Basın açıklamasını yapan HDP Beşiktaş ilçe yöneticisi Yasin Dağdeviren, “Bütün ömrünü halkların özgür, eşit ve barış içerisinde yaşamasına adayan Sayın Öcalan'ın uluslararası komplo ile Türkiye'ye getirilmesinin üzerinden 20 yıl geçmiş bulunmaktadır” dedi. Öcalan’ın Türkiye’ye teslim edildiği günden bu yana tecrit altında tutulduğuna dikkat çeken Dağdeviren, “Öcalan, sadece Kürt halkının değil Türkiye ve bütün Ortadoğu halklarının eşit ve demokratik yaşamını esas alan barış mücadelesini o ağır koşullarda bile yürütmeye devam etmiştir. İmralı sisteminin yaratıcıları yüzyıllardır her türlü suça bulaşmış küresel egemenler ve gelişen bütün demokratik ve eşitlikçi mücadeleleri boğmaya çalışan statükocu ulus devletlerdir” dedi.
‘Direniş her geçen gün biraz daha rejimi kuşatıyor’
Demokratik Toplum Kongresi (DTK) Eşbaşkanı ve Halkların Demokratik Partisi (HDP) Hakkari Milletvekili Leyla Güven'in açlık grevinin 100 günü geride bıraktığını söyleyen Yasin,Leyla’nın öncülük ettiği açlık grevlerinin cezaevlerinden Strasbourg'a ve Avrupa'nın birçok merkezine kadar çok geniş bir alana yayıldığını belirtti. Açlık grevinde olanlarının taleplerinin çok net olduğunu sözlerine ekleyerek, “Savaş ve işgal politikasının merkezinde olan mutlak tecridin kaldırılmasını istiyorlar” diye ifade etti. Tecridin kalkmadığını dile getiren Yasin, açlık grevindekilerin eylemlerini tecrit kalkıncaya kadar sürdürmekte kararlı olduklarını söyledi. Yasin, “Güven ve Nasır Yağız başta olmak üzere direnişçilerin sağlık durumu her geçen dakika daha da kötüleşiyor.

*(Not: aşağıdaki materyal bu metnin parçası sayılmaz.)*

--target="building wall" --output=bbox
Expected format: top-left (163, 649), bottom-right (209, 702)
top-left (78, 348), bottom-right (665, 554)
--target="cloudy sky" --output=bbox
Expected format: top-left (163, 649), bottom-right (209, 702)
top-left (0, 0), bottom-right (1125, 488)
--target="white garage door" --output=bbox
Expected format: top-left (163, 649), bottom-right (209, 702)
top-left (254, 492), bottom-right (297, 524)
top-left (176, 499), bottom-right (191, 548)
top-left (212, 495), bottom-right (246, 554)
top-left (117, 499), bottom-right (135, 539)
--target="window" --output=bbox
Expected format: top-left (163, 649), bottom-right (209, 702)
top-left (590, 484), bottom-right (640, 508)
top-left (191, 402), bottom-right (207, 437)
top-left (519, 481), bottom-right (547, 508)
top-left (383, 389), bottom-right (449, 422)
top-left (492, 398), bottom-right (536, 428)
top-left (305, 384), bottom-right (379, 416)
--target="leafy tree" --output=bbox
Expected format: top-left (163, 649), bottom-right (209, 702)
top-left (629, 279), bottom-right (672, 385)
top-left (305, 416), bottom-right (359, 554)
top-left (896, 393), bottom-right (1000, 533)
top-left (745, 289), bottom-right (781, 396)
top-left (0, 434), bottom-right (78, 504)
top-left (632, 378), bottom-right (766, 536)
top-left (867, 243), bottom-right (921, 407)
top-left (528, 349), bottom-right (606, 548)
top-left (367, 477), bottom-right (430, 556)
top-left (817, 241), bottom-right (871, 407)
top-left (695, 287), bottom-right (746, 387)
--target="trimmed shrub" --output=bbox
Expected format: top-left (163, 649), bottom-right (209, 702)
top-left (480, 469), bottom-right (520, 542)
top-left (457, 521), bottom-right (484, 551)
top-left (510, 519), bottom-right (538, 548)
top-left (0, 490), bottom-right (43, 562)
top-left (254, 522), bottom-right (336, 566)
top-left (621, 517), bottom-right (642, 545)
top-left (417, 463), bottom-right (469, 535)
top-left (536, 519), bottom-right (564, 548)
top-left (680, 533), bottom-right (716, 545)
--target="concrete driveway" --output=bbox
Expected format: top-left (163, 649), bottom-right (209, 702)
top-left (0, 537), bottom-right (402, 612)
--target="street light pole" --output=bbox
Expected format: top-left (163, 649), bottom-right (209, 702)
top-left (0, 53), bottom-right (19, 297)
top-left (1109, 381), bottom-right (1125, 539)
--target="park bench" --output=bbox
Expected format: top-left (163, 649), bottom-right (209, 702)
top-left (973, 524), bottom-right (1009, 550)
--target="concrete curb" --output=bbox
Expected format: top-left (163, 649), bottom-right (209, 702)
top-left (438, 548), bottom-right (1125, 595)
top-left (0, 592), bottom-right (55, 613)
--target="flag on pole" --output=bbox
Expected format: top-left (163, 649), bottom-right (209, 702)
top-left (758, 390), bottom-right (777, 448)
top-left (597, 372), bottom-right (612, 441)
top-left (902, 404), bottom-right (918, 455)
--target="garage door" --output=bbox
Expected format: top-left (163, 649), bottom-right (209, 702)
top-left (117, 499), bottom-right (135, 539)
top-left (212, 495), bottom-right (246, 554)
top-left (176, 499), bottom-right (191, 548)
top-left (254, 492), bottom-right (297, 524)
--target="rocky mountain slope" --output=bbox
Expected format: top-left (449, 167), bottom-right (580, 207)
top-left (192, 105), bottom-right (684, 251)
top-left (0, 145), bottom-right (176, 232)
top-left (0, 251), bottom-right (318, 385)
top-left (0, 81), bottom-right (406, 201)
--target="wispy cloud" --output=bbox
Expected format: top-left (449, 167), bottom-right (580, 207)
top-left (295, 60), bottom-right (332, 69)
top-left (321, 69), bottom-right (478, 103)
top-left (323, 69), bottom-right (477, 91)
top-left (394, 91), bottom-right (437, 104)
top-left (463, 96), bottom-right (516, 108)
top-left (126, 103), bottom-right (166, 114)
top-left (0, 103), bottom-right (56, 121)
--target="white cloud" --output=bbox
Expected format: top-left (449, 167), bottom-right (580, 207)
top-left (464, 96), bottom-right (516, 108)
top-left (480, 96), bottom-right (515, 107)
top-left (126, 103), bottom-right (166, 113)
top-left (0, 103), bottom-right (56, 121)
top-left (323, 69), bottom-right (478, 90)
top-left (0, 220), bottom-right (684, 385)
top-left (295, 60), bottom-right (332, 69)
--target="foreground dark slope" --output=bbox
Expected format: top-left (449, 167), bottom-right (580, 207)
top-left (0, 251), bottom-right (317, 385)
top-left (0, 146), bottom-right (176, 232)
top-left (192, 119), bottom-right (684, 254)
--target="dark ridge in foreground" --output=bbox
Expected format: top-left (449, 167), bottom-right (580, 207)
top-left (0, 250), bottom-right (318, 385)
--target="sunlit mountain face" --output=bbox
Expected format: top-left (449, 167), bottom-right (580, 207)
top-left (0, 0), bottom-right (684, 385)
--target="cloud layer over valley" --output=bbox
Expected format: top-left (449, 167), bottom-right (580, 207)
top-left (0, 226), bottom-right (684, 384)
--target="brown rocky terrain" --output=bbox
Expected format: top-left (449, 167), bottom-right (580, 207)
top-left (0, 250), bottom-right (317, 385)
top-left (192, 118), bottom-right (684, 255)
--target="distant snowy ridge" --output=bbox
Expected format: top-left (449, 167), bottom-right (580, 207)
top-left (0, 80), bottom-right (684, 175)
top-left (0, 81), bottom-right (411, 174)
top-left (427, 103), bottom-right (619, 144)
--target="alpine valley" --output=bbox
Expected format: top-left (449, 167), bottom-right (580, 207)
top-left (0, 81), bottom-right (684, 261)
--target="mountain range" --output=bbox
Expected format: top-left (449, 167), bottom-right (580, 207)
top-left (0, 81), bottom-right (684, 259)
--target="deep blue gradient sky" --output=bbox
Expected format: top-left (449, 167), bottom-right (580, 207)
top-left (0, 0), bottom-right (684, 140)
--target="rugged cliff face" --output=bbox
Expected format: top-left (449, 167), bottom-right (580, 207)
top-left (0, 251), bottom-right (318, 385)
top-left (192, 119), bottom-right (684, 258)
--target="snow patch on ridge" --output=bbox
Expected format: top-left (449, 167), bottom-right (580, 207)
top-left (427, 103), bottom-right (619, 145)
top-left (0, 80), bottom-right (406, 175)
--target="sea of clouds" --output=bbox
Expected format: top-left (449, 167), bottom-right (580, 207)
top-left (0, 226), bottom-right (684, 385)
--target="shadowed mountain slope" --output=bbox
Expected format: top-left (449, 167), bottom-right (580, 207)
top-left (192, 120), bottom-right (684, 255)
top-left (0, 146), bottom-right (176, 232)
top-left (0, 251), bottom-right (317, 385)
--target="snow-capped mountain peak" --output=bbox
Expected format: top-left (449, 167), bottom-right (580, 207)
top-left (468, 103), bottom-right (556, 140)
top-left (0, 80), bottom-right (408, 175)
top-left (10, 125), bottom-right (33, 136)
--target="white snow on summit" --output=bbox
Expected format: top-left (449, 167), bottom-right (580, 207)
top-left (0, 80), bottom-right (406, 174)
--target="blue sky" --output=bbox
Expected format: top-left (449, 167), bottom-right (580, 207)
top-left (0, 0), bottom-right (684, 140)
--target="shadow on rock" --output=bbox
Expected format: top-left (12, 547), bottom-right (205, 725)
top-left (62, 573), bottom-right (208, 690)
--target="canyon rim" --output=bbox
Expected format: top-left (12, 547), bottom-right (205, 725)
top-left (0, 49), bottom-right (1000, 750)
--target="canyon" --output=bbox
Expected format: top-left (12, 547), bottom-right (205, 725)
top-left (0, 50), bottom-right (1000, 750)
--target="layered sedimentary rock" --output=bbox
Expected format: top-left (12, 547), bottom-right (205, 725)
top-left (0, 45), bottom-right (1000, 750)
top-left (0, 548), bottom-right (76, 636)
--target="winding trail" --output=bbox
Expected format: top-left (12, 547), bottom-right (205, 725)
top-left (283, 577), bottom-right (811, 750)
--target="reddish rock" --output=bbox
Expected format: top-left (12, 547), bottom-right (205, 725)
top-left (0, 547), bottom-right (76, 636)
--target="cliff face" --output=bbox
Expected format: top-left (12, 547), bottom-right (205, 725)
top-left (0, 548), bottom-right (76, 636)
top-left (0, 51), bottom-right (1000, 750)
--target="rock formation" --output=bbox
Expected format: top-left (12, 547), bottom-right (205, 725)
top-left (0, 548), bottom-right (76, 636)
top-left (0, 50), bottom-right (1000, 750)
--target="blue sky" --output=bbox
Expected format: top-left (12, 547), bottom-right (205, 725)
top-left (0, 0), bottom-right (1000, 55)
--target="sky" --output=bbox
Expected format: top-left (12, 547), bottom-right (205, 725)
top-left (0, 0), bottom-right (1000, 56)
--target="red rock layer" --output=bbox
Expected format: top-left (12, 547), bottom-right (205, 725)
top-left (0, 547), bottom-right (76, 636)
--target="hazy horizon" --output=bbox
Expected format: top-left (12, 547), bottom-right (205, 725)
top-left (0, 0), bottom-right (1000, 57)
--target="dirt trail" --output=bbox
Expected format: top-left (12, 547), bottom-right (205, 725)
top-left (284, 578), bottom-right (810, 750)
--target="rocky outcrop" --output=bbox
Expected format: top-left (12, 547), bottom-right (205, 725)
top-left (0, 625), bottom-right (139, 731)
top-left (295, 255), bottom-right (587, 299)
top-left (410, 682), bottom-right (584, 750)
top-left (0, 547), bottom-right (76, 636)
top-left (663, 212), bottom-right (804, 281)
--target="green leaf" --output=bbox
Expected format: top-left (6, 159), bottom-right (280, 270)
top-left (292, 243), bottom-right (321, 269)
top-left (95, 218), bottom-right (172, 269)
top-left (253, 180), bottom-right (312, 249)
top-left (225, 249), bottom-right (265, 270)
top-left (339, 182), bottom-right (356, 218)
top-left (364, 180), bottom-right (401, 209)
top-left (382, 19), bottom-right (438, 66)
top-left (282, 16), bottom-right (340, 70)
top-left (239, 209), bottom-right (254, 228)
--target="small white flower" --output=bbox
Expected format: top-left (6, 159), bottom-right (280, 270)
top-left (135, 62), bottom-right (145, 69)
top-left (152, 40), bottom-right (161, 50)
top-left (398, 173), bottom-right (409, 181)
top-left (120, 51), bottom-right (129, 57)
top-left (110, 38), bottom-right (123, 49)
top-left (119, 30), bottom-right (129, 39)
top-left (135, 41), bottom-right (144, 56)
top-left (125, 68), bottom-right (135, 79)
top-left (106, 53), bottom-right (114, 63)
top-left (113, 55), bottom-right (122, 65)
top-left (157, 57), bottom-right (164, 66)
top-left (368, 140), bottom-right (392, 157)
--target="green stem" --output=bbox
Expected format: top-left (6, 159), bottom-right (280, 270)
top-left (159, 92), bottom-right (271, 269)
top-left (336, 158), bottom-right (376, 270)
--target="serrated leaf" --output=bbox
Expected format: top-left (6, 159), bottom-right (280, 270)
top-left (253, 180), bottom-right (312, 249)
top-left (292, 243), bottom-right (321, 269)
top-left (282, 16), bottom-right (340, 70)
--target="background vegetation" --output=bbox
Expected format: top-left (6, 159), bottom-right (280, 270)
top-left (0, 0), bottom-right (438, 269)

Ancak zaman mutlak tecridi kırmak, AKP-MHP iktidarının savaş ve soykırım politikalarını çökertmek için direnenler açısından daralmıyor, direniş her geçen gün biraz daha rejimi kuşatıyor, onu çaresiz kılıyor. Esas olarak rejim için zaman daralıyor” diyerek açlık grevlerinin Abdullah Öcalan üzerinde uygulanan tecridin büyük oranda teşhir ettiğini ifade etti.
‘Talebi talebimizdir’
Yasin Dağdeviren, “Mutlak tecritle Kürtlere karşı topyekun savaş ve soykırım politikaları uygulayan rejim, bu tarihsel direniş karşısında çaresiz kaldı. Direniş Erdoğan-Bahçeli rejimini kuşatarak bir anlamda dünya insanlığında tecrit edilmesini sağladı” dedi. Yasin, “Açlık grevi direnişi rejimin önüne iki yol koydu. Ya çökecekler ya da direnişçilerin taleplerini kabul ederek çözüm bulacaklar. Artık tercih onların. Siyasi iktidara buradan bir kez daha sesleniyoruz. Güven’in talebi talebimizdir” diyerek tecrit kaldırılıncaya kadar mücadelelerini sürdüreceklerini söyledi.
Kartal’da etkinlik düzenlendi
Öte yandan HDP Kartal ilçesinde de bir araya gelen kitle, burada açlık grevlerine ve Abdullah Öcalan’ın Türkiye’ye teslim edilmesine dikkat çekildi. Burada da 15 Şubat Abdullah Öcalan’ın Türkiye’ye teslim edilmesine dair sinevizyon gösterimi izlendi.